The Libertarian Futurist Society, a nonprofit all-volunteer international organization of freedom-loving science fiction fans, has announced Prometheus Award Best Novel and Best Classic Fiction winners.
The 42nd annual Prometheus Awards, with multiple-Prometheus-winning authors Travis Corcoran and F. Paul Wilson as presenters, will be presented online in late August (on a weekend date tba) in a Zoom awards ceremony.
Rich Man's Sky, by Wil McCarthy (Baen Books), has won the 2022 Prometheus Award for Best Novel for novels published in 2021.
McCarthy's imaginative sf adventure explores human expansion throughout the solar system, propelled by four billionaires, in a suspenseful mosaic of epic conflicts and maneuvers between governments and markets and among politicians, soldiers, spies and entrepreneurs.
As a secret government team of elite military women infiltrate and aim to violently undercut the billionaires' visionary space projects before they change the world for good or ill, some of the super-rich "Four Horseman" are revealed to be admirable, and some decidedly not. Yet McCarthy makes all four real and human as they spearhead game-changing private-enterprise efforts that governments aren't able or willing to do.
This Heinlein-esque tale of State-threatened market innovations persuasively counters stereotypes from what free-market economist Ludwig von Mises dubbed "the anti-capitalist mentality."
The other 2022 Best Novel finalists were Between Home and Ruin and Seize What's Held Dear by Karl K. Gallagher (Kelt Haven Press); Klara and the Sun by Kazuo Ishiguro; and Should We Stay or Should We Go by Lionel Shriver (Harper Collins).

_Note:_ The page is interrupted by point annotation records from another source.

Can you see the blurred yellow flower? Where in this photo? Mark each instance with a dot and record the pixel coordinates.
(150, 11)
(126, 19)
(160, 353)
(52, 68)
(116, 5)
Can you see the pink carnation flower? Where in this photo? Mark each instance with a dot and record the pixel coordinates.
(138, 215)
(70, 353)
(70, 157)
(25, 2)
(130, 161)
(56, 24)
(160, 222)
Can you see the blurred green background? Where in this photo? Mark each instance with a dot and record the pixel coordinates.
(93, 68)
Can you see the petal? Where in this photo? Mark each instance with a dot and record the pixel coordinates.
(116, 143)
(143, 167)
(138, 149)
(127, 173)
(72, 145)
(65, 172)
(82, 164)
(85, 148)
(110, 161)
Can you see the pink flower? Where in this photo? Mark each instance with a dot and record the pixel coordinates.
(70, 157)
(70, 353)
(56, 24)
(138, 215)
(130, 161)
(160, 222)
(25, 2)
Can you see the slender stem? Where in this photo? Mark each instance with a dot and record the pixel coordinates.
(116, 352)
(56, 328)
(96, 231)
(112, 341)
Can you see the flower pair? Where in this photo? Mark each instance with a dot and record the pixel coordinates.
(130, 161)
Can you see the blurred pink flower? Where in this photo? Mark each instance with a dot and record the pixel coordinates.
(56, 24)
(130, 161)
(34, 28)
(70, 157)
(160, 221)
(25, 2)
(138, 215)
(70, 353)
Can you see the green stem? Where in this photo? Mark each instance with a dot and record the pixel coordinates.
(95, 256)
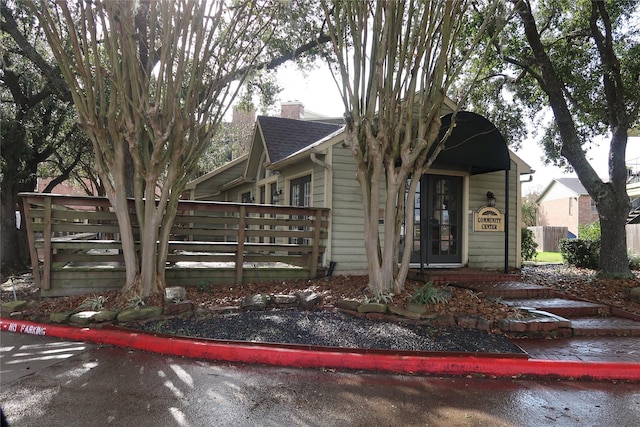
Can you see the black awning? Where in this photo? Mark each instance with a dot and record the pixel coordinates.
(475, 144)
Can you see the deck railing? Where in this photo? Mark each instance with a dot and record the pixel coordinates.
(76, 238)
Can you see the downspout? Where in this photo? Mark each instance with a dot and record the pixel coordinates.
(328, 195)
(506, 220)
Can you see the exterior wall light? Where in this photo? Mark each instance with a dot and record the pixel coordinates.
(491, 199)
(275, 196)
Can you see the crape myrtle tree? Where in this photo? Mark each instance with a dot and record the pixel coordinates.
(395, 63)
(37, 123)
(581, 59)
(152, 80)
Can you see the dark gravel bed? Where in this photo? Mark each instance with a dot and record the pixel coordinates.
(327, 328)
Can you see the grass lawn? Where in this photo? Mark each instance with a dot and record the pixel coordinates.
(548, 257)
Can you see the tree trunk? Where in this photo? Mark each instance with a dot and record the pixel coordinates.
(611, 198)
(614, 260)
(10, 249)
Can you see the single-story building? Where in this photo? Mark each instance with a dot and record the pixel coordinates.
(566, 203)
(467, 210)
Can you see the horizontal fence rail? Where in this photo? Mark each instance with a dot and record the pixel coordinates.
(75, 242)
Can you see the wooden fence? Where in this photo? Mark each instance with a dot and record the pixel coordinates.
(548, 238)
(75, 245)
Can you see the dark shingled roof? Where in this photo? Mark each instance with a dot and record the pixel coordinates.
(284, 137)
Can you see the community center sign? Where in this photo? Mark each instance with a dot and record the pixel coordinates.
(488, 219)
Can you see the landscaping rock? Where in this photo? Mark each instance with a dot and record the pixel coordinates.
(12, 306)
(59, 317)
(403, 312)
(105, 316)
(173, 309)
(175, 294)
(416, 308)
(372, 307)
(308, 300)
(348, 304)
(83, 317)
(132, 314)
(255, 302)
(284, 299)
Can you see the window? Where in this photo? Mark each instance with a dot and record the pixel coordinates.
(300, 195)
(571, 206)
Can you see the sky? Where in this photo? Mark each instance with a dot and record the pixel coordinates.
(317, 91)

Arguably the best of his "juveniles," Heinlein's 1957 novel strongly dramatizes an anti-slavery theme while exploring the meaning of freedom and defending the right to use force in self-defense. The epic, planet-hopping saga revolves about a young man's coming of age amid repeated displacement into new societies and situations (including one intriguing libertarian group of Free Traders) in a rich and complex interstellar future.

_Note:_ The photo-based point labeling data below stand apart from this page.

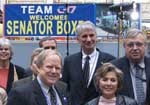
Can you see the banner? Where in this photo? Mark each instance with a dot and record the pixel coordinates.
(57, 20)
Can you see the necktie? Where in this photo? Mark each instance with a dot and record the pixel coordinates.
(86, 70)
(52, 96)
(139, 85)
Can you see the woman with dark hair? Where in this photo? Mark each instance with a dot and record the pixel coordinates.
(8, 71)
(108, 80)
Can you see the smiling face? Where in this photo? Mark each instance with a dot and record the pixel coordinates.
(50, 71)
(135, 48)
(108, 85)
(87, 40)
(5, 53)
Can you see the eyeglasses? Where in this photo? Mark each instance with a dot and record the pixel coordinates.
(50, 47)
(132, 44)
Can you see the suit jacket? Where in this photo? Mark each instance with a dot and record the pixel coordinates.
(20, 72)
(123, 64)
(121, 100)
(73, 76)
(31, 94)
(22, 81)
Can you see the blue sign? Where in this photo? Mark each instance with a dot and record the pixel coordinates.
(46, 19)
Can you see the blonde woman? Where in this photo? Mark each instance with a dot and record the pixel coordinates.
(3, 96)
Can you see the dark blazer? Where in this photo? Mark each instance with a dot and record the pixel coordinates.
(73, 76)
(20, 72)
(22, 81)
(31, 94)
(121, 100)
(123, 64)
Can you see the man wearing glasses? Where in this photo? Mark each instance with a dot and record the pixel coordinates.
(48, 43)
(136, 67)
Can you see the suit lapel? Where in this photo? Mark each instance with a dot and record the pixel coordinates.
(40, 99)
(127, 77)
(61, 93)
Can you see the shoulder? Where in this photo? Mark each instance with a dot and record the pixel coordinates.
(61, 85)
(22, 81)
(93, 101)
(73, 55)
(120, 61)
(128, 100)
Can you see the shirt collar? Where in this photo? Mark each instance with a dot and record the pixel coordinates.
(90, 55)
(141, 64)
(44, 87)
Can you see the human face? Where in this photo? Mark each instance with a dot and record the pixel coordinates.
(33, 66)
(50, 70)
(5, 53)
(87, 40)
(135, 48)
(49, 44)
(108, 85)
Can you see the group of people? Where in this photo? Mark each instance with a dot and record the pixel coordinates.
(89, 77)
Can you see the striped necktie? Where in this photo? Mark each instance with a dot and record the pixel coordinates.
(86, 70)
(139, 85)
(52, 96)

The other Prometheus Hall of Fame finalists were That Hideous Strength, a 1945 novel by C.S. Lewis; Circus World, a 1981 collection of linked stories by Barry B. Longyear; and "The Trees," a 1978 song by the rock group Rush.

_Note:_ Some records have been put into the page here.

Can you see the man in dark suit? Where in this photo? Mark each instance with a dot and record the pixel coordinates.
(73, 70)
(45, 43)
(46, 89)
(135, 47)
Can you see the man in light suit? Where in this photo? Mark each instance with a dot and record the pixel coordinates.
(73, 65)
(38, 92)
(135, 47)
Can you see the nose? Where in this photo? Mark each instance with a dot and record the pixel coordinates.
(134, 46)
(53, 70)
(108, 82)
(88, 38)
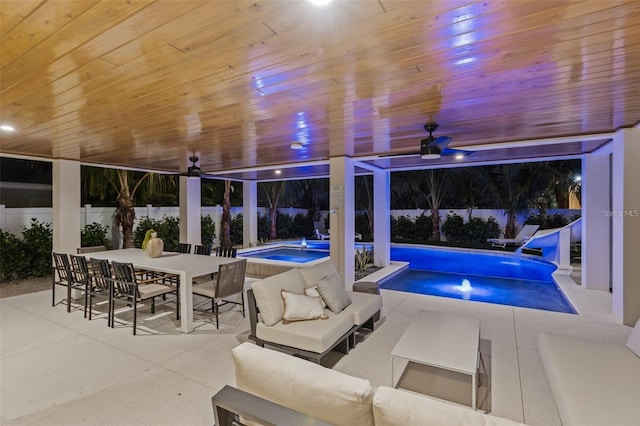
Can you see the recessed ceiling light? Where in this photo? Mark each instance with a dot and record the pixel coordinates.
(321, 2)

The Prometheus Awards, sponsored by the Libertarian Futurist Society (LFS), was first presented in 1979, making it one of the most enduring awards after the Nebula and Hugo awards, and one of the oldest fan-based awards currently in sf.
The Prometheus Awards recognize outstanding works of science fiction and fantasy that dramatize the perennial conflict between liberty and power and champion cooperation over coercion as the root of civility and social harmony. Such works may critique or satirize authoritarian trends, expose abuses of power by the institutionalized coercion of the State, imagine what forms a fully free society might take, and/or uphold individual rights and freedom for all as the only moral and practical foundation for peace, prosperity, progress and justice.
While the Best Novel category is limited to novels published in English for the first time during the previous calendar year (or so), Hall of Fame nominees — which must have been published at least 20 years ago — may be in any narrative or dramatic form, including novels, novellas, stories, films, television series or episodes, plays, musicals, graphic novels, song lyrics, or verse.
The Best Novel winner receives a plaque with a one-ounce gold coin, and the Hall of Fame winner a plaque with a smaller gold coin.